It is routinely reported that 10,000 Baby Boomers are retiring every day, and yet surveys continue to indicate that Americans plan to postpone retirement.
This raises the question: are more older Americans working?
A recent Wall Street Journal article notes (subscription required) that one of the biggest changes in the U.S. labor market over the past two decades has been the increasing number of people working over the age of 55. As recently as 1993, only 29% of people that age were in the labor force, but by 2012 more than 41% of that age group were still in the labor force, the highest since the early 1960s.
It’s hard to find a workplace survey these days that doesn’t find workers planning to work past the traditional retirement age of 65. For example, a recent survey by the Federal Reserve found that fewer than one in five workers age 55 to 64 planned to follow the traditional retirement model of working full time until a set date and then stop working altogether.
A recent report by the Employee Benefit Research Institute (EBRI) noted that the percentage of civilian, noninstitutionalized Americans near or at retirement age (age 55 or older) in the labor force declined from 34.7% in 1975 to 29.4% in 1993. However, since then the overall labor-force participation rate of this group has increased steadily, reaching 40.5% in 2012 — the highest level over the 1975-2013 period — before decreasing to 40.3% in 2013.
Venus and Mars?
The labor-force participation rate for men ages 55 and older followed the same pattern through 2010, falling from 49.4% in 1975 to 37.7% in 1993 before increasing to 46.4% in 2010, roughly where it stood in 2013. On the other hand, the labor-force participation rate of women in this age group was essentially flat from 1975 to 1993 (23.1% and 22.8%, respectively). But after 1993, the women’s rate also increased, reaching its highest level in 2010 (35.1%), where it remained though 2013.

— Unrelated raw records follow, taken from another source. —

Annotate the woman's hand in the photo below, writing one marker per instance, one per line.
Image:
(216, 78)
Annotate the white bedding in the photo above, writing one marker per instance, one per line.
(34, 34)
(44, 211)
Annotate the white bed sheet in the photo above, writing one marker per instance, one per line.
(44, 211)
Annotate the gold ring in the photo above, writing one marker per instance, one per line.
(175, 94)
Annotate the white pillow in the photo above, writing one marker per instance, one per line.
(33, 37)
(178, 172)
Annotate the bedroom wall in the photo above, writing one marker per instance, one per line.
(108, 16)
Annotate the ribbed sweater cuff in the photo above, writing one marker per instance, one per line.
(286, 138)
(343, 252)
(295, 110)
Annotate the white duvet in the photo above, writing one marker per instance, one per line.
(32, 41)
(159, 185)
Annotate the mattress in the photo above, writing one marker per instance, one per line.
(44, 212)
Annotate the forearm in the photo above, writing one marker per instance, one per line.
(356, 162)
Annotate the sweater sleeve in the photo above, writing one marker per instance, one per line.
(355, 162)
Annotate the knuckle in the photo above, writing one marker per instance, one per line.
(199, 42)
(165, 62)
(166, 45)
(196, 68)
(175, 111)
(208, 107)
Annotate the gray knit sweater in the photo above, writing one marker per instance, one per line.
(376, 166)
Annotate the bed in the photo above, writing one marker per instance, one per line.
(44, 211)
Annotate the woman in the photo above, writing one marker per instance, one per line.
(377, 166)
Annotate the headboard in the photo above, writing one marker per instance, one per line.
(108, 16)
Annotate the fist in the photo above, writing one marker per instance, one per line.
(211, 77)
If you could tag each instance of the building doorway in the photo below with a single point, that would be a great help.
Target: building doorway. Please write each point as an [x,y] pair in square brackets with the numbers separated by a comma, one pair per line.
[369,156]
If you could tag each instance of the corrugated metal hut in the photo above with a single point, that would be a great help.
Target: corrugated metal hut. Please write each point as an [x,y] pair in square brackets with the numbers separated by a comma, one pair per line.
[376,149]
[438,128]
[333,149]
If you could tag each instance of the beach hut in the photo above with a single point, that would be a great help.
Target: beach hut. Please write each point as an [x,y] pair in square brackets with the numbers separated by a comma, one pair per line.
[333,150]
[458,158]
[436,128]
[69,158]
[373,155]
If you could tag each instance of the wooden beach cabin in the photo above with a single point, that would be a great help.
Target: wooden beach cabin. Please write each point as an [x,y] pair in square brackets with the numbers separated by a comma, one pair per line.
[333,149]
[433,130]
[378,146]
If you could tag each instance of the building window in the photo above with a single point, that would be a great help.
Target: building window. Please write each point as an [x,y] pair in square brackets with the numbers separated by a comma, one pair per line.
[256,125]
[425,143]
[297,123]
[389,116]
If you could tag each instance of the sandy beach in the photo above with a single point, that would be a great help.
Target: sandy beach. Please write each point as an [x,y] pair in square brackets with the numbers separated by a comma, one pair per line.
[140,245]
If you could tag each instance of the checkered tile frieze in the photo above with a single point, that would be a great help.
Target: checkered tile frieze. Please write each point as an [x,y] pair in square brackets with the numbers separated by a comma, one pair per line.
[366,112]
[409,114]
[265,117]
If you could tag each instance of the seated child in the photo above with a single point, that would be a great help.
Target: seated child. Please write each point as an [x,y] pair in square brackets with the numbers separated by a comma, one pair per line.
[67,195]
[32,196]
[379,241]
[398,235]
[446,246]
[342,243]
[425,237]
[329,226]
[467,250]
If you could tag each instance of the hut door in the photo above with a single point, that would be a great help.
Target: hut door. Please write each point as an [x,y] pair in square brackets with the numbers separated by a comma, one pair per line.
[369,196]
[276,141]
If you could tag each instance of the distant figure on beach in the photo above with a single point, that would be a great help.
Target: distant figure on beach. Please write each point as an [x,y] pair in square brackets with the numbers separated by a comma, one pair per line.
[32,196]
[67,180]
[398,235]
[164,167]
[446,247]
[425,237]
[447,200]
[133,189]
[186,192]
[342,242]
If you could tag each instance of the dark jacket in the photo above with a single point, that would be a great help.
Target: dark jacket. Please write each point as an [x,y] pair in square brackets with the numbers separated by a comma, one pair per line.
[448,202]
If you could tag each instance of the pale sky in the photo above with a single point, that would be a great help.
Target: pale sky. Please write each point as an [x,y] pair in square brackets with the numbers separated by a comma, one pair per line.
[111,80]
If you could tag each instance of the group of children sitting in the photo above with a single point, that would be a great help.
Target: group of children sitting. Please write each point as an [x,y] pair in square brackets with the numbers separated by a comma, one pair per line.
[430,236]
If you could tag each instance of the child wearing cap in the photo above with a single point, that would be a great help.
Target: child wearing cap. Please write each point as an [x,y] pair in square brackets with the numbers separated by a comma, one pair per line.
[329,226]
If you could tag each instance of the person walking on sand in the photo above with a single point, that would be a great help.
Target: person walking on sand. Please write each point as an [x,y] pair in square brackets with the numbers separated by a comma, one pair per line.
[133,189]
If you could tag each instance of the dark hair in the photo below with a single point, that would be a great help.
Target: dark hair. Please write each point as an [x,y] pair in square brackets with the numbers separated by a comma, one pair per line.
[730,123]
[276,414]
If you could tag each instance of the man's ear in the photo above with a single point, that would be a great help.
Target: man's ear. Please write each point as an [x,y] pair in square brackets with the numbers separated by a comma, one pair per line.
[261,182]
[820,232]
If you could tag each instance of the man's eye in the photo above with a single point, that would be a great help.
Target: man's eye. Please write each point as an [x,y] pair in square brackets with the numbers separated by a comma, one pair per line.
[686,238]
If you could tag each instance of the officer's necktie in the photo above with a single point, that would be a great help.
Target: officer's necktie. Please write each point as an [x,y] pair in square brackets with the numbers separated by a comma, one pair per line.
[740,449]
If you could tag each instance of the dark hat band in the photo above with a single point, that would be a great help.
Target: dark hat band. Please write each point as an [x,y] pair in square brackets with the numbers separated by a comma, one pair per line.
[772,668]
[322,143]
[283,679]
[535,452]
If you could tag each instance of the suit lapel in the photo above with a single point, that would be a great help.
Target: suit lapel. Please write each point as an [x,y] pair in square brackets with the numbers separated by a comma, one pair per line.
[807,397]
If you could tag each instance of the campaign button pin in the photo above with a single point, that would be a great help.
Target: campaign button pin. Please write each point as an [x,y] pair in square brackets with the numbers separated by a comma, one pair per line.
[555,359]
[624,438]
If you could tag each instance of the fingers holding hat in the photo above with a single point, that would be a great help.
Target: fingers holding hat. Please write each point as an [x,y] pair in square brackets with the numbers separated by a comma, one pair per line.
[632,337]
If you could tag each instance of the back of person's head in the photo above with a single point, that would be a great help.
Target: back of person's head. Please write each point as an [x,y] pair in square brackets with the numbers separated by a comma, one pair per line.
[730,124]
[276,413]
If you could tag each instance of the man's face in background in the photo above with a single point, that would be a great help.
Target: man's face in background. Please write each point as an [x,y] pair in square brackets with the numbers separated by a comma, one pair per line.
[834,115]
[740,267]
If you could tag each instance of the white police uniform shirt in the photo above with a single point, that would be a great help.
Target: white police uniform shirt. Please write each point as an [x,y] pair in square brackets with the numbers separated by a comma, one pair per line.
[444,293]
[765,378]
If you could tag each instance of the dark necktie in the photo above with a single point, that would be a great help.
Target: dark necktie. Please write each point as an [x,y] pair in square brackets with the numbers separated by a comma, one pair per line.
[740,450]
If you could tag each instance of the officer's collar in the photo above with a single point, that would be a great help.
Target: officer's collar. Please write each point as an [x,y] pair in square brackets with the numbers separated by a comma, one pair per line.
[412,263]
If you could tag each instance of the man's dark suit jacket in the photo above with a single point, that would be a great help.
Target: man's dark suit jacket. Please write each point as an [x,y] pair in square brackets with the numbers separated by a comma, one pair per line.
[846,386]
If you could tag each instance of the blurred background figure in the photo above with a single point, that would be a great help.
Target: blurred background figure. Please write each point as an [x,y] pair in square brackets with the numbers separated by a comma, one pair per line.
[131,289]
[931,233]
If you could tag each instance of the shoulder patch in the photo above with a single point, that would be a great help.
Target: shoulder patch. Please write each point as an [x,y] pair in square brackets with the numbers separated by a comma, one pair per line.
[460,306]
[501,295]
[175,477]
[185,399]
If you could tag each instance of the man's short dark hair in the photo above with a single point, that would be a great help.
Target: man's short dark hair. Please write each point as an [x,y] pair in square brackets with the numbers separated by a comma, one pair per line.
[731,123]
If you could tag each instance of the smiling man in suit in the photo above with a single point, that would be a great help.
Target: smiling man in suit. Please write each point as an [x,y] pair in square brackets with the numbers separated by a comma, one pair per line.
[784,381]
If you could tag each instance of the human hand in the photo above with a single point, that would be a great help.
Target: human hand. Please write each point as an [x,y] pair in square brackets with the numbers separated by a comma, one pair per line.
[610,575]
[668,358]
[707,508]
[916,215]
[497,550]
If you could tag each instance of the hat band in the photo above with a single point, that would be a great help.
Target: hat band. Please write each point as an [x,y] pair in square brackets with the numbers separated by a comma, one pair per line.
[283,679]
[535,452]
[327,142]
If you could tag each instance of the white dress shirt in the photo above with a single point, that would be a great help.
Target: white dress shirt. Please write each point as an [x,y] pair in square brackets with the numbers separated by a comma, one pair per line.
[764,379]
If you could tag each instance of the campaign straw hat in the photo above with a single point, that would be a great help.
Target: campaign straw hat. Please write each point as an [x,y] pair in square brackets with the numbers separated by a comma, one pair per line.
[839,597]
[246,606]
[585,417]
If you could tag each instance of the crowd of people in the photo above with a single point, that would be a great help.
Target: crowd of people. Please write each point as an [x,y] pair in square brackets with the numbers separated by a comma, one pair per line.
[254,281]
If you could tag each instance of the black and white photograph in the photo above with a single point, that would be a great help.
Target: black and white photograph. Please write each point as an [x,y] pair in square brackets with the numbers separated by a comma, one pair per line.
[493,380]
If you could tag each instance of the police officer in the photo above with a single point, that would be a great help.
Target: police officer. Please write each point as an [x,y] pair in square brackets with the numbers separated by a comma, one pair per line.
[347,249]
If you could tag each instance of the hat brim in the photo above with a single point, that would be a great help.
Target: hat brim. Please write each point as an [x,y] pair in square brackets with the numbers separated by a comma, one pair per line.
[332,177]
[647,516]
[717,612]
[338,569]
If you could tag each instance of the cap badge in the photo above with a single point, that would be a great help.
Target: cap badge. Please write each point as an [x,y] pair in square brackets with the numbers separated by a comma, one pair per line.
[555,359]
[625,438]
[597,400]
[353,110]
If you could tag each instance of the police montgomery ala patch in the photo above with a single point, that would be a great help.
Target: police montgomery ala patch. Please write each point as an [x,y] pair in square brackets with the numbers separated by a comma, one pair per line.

The increase in labor-force participation for the age groups below age 65 was primarily driven by the increases in female labor-force participation rates, as the male labor-force participation rates of those ages 55-59 and 60-64 were lower in 2013 than they were in 1975. In contrast, female labor-force participation rates for those ages 55-59 and 60-64 increased sharply from 1975 to 2013, despite some leveling off in 2010-2013.
The Journal article draws on some Department of Labor data that show that while there are fewer men working at every age, at any given age, more men were working in 2013 than in 2000. By way of example, the article notes that at the turn of the century, about 66% of 60-year-old men and 20% of 70-year-old men were still in the labor force — participation rates that stand today at 72% and 25%, respectively.
So, while there are clearly more people retiring, and thus more not working, there also appear to be more older individuals (on a percentage of workforce basis) working today — though perhaps not as many as once thought they might.